Because it trusts you to know what you're doing. Normally, Unix and Linux commands only tell you if something went wrong, and will stay quiet otherwise. This makes the commands so easy to use in scripts or when chained together – you will have to tell them that you want a specific output.
So, if there had been a problem removing a file, you would have received an error.
Getting a confirmation dialog:
If you want a confirmation dialog before removing a file, use
rm -i or
rm -I (the latter is available on GNU/Linux, and not on OS X or any BSD-derived systems):
-i prompt before every removal
-I prompt once before removing more than three files, or when removing recursively.
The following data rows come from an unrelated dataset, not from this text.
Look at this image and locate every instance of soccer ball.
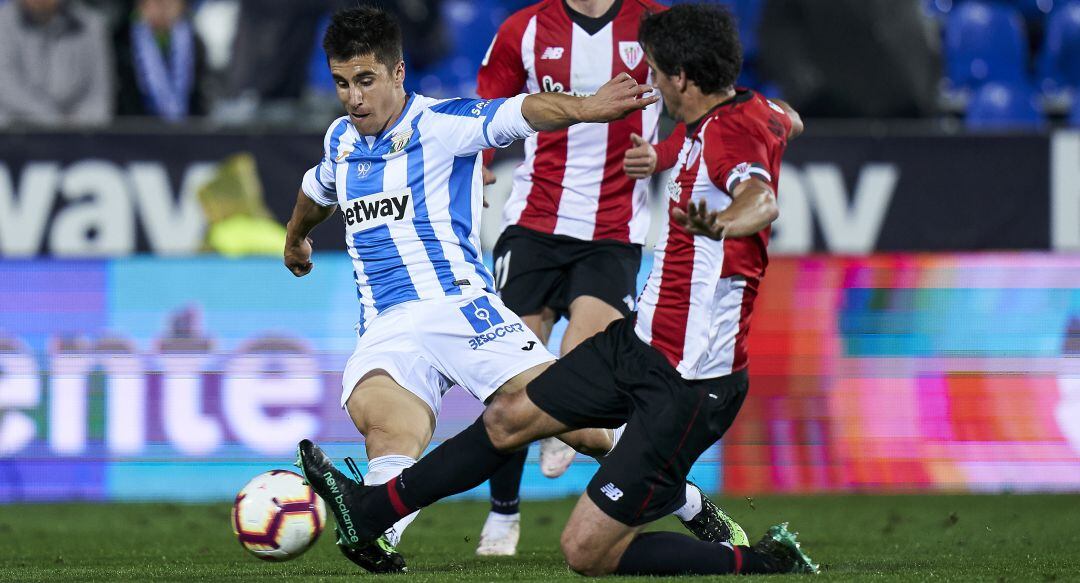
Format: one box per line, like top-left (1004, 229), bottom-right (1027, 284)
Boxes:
top-left (232, 469), bottom-right (327, 561)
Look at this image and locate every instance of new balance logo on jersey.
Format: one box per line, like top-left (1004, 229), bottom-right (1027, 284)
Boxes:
top-left (541, 46), bottom-right (564, 60)
top-left (343, 188), bottom-right (415, 235)
top-left (600, 483), bottom-right (623, 501)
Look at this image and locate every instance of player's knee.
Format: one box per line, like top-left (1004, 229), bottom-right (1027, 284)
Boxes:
top-left (359, 421), bottom-right (425, 456)
top-left (482, 391), bottom-right (533, 451)
top-left (560, 530), bottom-right (613, 577)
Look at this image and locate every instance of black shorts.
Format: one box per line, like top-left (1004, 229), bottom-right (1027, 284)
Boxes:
top-left (526, 315), bottom-right (749, 526)
top-left (492, 225), bottom-right (641, 320)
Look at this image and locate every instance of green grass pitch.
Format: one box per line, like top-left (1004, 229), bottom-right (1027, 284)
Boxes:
top-left (1, 494), bottom-right (1077, 582)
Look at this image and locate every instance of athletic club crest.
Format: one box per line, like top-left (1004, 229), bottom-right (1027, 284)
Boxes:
top-left (619, 42), bottom-right (644, 70)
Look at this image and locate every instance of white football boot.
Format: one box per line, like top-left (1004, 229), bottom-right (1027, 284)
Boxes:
top-left (476, 512), bottom-right (520, 556)
top-left (539, 437), bottom-right (576, 478)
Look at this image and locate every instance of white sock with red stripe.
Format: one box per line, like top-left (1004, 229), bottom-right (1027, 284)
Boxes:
top-left (365, 455), bottom-right (419, 547)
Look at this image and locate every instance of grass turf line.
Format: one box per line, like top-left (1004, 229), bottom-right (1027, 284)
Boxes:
top-left (0, 494), bottom-right (1077, 582)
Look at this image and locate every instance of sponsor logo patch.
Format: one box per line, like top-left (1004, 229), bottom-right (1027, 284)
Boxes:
top-left (468, 323), bottom-right (525, 350)
top-left (460, 296), bottom-right (505, 333)
top-left (666, 178), bottom-right (682, 203)
top-left (460, 297), bottom-right (527, 350)
top-left (342, 188), bottom-right (415, 234)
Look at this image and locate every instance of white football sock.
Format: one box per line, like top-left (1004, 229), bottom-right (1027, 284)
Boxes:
top-left (365, 454), bottom-right (419, 547)
top-left (604, 424), bottom-right (627, 457)
top-left (485, 511), bottom-right (520, 524)
top-left (672, 483), bottom-right (703, 521)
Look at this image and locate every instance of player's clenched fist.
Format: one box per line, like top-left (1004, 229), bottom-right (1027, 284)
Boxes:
top-left (623, 133), bottom-right (657, 179)
top-left (284, 237), bottom-right (315, 277)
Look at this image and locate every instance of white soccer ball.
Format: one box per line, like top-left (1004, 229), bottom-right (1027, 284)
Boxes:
top-left (232, 469), bottom-right (327, 561)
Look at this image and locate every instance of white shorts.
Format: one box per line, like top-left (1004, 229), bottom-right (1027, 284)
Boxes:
top-left (340, 292), bottom-right (556, 417)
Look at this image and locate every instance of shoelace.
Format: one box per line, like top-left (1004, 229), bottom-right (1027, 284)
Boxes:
top-left (344, 456), bottom-right (364, 485)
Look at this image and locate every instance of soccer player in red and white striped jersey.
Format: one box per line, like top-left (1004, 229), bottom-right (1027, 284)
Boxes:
top-left (335, 4), bottom-right (819, 576)
top-left (473, 0), bottom-right (688, 556)
top-left (480, 0), bottom-right (677, 243)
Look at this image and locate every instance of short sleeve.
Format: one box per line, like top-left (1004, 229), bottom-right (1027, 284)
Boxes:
top-left (476, 28), bottom-right (527, 99)
top-left (301, 157), bottom-right (337, 207)
top-left (300, 120), bottom-right (346, 207)
top-left (703, 120), bottom-right (773, 195)
top-left (421, 94), bottom-right (535, 156)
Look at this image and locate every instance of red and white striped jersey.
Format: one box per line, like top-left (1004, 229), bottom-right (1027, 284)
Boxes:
top-left (477, 0), bottom-right (666, 244)
top-left (635, 89), bottom-right (792, 379)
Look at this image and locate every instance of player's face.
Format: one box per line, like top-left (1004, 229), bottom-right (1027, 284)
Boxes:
top-left (330, 55), bottom-right (407, 136)
top-left (645, 54), bottom-right (683, 121)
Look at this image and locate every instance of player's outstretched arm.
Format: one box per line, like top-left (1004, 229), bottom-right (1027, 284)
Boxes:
top-left (673, 178), bottom-right (779, 240)
top-left (284, 189), bottom-right (336, 277)
top-left (521, 72), bottom-right (659, 131)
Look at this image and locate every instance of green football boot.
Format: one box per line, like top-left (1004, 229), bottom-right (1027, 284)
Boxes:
top-left (750, 522), bottom-right (820, 574)
top-left (295, 440), bottom-right (406, 573)
top-left (679, 482), bottom-right (749, 546)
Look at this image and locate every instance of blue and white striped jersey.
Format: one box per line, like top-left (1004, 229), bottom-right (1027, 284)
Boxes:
top-left (301, 93), bottom-right (535, 331)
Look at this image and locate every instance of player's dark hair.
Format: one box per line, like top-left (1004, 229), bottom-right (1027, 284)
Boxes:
top-left (639, 4), bottom-right (742, 94)
top-left (323, 6), bottom-right (404, 70)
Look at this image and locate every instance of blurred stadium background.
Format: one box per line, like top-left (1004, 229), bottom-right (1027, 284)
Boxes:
top-left (1, 0), bottom-right (1079, 514)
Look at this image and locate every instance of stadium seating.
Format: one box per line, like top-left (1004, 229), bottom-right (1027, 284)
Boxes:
top-left (1070, 94), bottom-right (1080, 124)
top-left (945, 1), bottom-right (1029, 90)
top-left (966, 80), bottom-right (1046, 128)
top-left (1039, 0), bottom-right (1080, 91)
top-left (415, 0), bottom-right (505, 98)
top-left (1012, 0), bottom-right (1058, 20)
top-left (306, 15), bottom-right (335, 94)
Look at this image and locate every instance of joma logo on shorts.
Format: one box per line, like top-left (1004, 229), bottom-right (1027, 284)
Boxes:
top-left (343, 188), bottom-right (415, 234)
top-left (469, 323), bottom-right (524, 350)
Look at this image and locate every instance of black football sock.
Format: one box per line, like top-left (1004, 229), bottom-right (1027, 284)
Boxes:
top-left (487, 447), bottom-right (526, 515)
top-left (614, 532), bottom-right (770, 576)
top-left (359, 416), bottom-right (516, 532)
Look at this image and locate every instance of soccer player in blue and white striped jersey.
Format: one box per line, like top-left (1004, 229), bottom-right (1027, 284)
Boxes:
top-left (283, 7), bottom-right (657, 573)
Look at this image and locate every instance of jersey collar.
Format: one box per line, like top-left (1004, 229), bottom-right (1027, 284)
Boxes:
top-left (686, 88), bottom-right (753, 137)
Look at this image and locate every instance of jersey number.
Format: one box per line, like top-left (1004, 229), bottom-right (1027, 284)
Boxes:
top-left (493, 250), bottom-right (511, 291)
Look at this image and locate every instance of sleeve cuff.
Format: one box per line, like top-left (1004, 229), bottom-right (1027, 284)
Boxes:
top-left (484, 94), bottom-right (535, 148)
top-left (301, 167), bottom-right (337, 207)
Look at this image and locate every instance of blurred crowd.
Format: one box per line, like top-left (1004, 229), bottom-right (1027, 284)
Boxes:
top-left (0, 0), bottom-right (1078, 129)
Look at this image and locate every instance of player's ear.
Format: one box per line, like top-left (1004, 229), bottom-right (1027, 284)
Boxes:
top-left (392, 60), bottom-right (405, 87)
top-left (676, 70), bottom-right (689, 93)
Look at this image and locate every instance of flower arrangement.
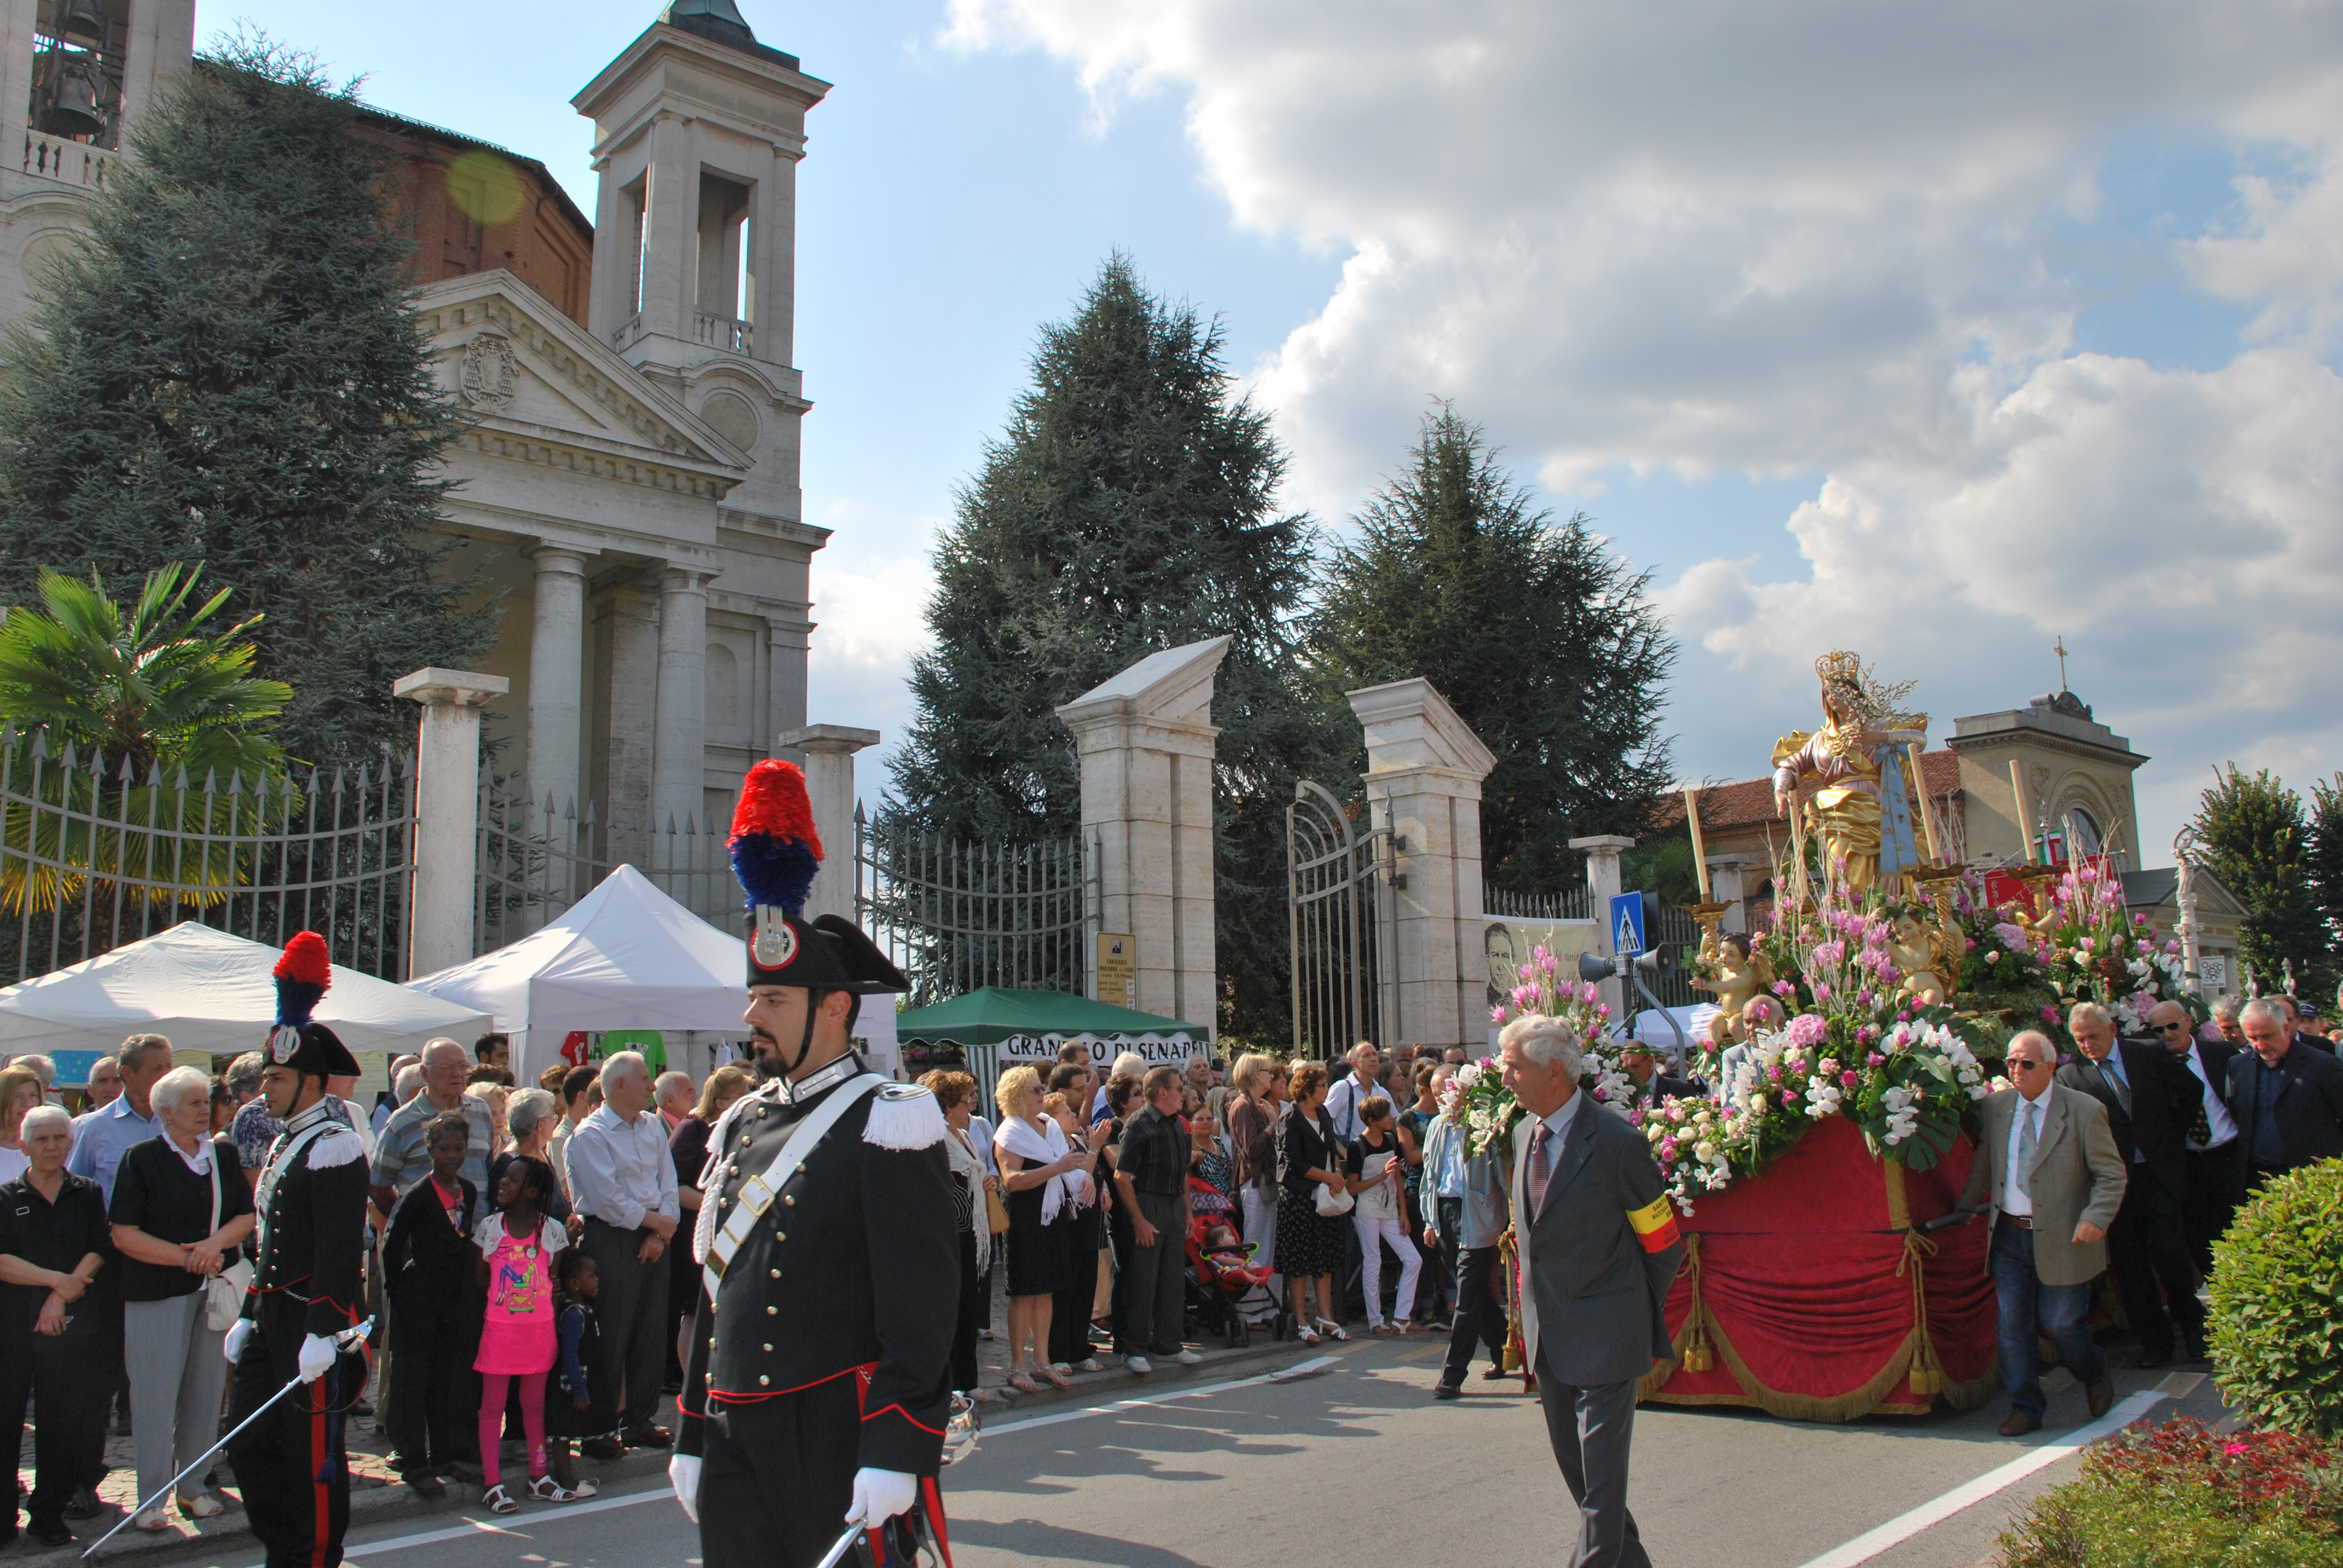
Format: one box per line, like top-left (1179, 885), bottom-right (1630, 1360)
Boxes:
top-left (1450, 945), bottom-right (1627, 1161)
top-left (2022, 860), bottom-right (2191, 1034)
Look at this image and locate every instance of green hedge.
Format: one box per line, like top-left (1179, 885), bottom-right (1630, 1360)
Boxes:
top-left (2207, 1157), bottom-right (2343, 1440)
top-left (1997, 1419), bottom-right (2343, 1567)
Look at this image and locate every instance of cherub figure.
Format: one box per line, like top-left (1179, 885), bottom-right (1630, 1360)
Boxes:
top-left (1698, 932), bottom-right (1777, 1046)
top-left (1887, 906), bottom-right (1962, 1009)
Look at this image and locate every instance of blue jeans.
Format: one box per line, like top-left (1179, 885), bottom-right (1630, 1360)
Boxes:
top-left (1991, 1220), bottom-right (2104, 1417)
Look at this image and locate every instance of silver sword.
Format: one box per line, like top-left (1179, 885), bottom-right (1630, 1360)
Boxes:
top-left (80, 1316), bottom-right (374, 1560)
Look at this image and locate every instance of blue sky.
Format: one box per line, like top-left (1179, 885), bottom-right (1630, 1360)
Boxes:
top-left (228, 1), bottom-right (2343, 866)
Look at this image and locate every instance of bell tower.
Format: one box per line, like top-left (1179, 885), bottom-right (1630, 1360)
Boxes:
top-left (0, 0), bottom-right (192, 324)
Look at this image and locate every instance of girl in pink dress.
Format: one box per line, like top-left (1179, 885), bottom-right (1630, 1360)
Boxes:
top-left (471, 1155), bottom-right (578, 1511)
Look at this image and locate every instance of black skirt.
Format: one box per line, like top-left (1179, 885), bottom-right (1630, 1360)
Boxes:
top-left (1274, 1191), bottom-right (1346, 1278)
top-left (1003, 1184), bottom-right (1072, 1298)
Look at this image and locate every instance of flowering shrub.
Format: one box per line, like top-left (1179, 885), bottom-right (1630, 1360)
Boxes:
top-left (1997, 1417), bottom-right (2343, 1567)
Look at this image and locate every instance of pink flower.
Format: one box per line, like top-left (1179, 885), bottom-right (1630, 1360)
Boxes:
top-left (1812, 983), bottom-right (1832, 1001)
top-left (1866, 1053), bottom-right (1886, 1067)
top-left (1772, 981), bottom-right (1793, 996)
top-left (1766, 1065), bottom-right (1783, 1083)
top-left (1627, 1108), bottom-right (1645, 1127)
top-left (2224, 1442), bottom-right (2248, 1455)
top-left (1781, 1091), bottom-right (1798, 1108)
top-left (1787, 1014), bottom-right (1829, 1048)
top-left (1841, 1070), bottom-right (1860, 1088)
top-left (1489, 1005), bottom-right (1506, 1024)
top-left (1857, 988), bottom-right (1875, 1006)
top-left (1519, 964), bottom-right (1535, 982)
top-left (1659, 1138), bottom-right (1679, 1160)
top-left (2040, 1006), bottom-right (2060, 1024)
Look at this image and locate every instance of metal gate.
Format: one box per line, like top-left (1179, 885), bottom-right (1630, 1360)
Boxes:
top-left (853, 805), bottom-right (1093, 1008)
top-left (0, 727), bottom-right (418, 984)
top-left (1286, 780), bottom-right (1395, 1057)
top-left (473, 779), bottom-right (737, 955)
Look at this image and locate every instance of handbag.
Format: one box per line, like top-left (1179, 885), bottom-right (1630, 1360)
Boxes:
top-left (1314, 1181), bottom-right (1355, 1218)
top-left (205, 1145), bottom-right (255, 1332)
top-left (986, 1185), bottom-right (1012, 1235)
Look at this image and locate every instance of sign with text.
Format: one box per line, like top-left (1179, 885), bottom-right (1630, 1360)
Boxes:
top-left (1096, 932), bottom-right (1137, 1005)
top-left (996, 1032), bottom-right (1196, 1068)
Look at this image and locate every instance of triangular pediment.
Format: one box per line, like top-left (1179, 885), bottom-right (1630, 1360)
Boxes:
top-left (410, 270), bottom-right (752, 477)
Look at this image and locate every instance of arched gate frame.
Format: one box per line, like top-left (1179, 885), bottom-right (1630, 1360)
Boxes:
top-left (1286, 781), bottom-right (1397, 1056)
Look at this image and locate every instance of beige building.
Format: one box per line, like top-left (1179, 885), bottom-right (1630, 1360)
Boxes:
top-left (0, 0), bottom-right (830, 867)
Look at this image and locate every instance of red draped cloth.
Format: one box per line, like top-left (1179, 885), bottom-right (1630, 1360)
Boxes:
top-left (1636, 1115), bottom-right (1999, 1420)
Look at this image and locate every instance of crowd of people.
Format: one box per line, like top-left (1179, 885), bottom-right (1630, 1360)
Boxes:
top-left (0, 981), bottom-right (2335, 1546)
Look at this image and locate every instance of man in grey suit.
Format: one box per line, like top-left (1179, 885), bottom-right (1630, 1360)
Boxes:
top-left (1957, 1030), bottom-right (2126, 1436)
top-left (1502, 1015), bottom-right (1685, 1568)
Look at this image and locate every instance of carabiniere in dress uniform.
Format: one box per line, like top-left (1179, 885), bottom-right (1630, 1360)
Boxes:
top-left (669, 759), bottom-right (967, 1568)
Less intrusive than -i, while still giv‐
ing protection against most mistakes
Knowing what was removed:
If you just want to see which file was removed, use
rm -v (v for "verbose", a flag present in many command-line tools). You can also alias your
rm to use
rm -v instead by adding the following line to your
~/.bashrc file (see here on how to do that).
alias rm='rm -v'
The alias will "replace" the built-in command with the one on the right hand of the expression.
A word of caution:
Note that aliasing built-in commands is often considered bad practice. Why? If you find yourself getting used to getting confirmation dialogs, and suddenly you are on another system, type
rm /some/important/file, you'll end up removing a file you didn't want to, and it'll be gone. Forever.
I'd suggest you learn to live with the defaults unless you absolutely feel confident around the Linux shell.
Also, always read
man rm – or generally the manpages of commands you want to use. They often provide additional information about common mistakes, further flags, and other caveats.